Every single step you take in preparing a recipe has alternative options that can affect the finished product. Consider pasta preparation.  The amount of water, the amount of salt, when you add the pasta, how much pasta, when you remove it, how you drain it, and how soon it finds its way to the sauce are all variables.  Not to mention the stove, pot, chemical properties of the water, and brand of pasta.  Are you starting to feel overwhelmed? This is why cooking frightens some people.

     This discussion should be bringing you to the inescapable realization of how much a cook’s expertise plays a role.  An experienced chef is more knowledgeable about these factors, how to exploit the ones that are to his advantage, and how to compensate for those that are not.

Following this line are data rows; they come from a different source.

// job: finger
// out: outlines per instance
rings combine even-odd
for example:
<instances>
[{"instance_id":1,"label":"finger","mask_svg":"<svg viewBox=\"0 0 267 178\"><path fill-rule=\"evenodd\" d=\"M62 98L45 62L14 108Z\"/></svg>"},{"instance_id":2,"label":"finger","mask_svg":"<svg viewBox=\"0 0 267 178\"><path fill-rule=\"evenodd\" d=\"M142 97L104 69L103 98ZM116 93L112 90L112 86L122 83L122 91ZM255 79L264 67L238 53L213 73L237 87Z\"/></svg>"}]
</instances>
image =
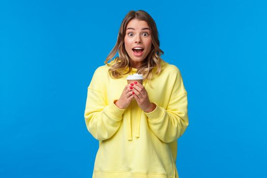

     You must also remember that the dish you are trying to replicate for the first time has probably been made by the TV chef a gazillion times. (You also don’t see the inevitable errant dishes that are edited out and redone). Cooking is a skill, complicated by a ponderous array of intermingling variables. Mastering such a fickle endeavor takes practice. Knowledge, although vital, will only take you so far.  Cooking is a process that requires a “feel”, an intangible know-how that only comes with repeated exposure. We could beat to death the physics of hitting a baseball, including equipment factors, human biology, psychological influences, etc. etc. etc. But the bottom line is you would have to practice it repeatedly to become deft at it.

     But I want you to remain undaunted in the face of adversity. My reason for elucidating the overbearing number of variables is not to intimidate you, but to educate you. Learning the facts is the starting point.  Then, take your ever-growing knowledge and apply it, over and over again.  Keep making that recipe till you master it on your cookware in your kitchen. Do not get discouraged.  As cliché as it sounds, this is definitely an arena where we learn from our mistakes.  No more burning crostini in that one oven for me.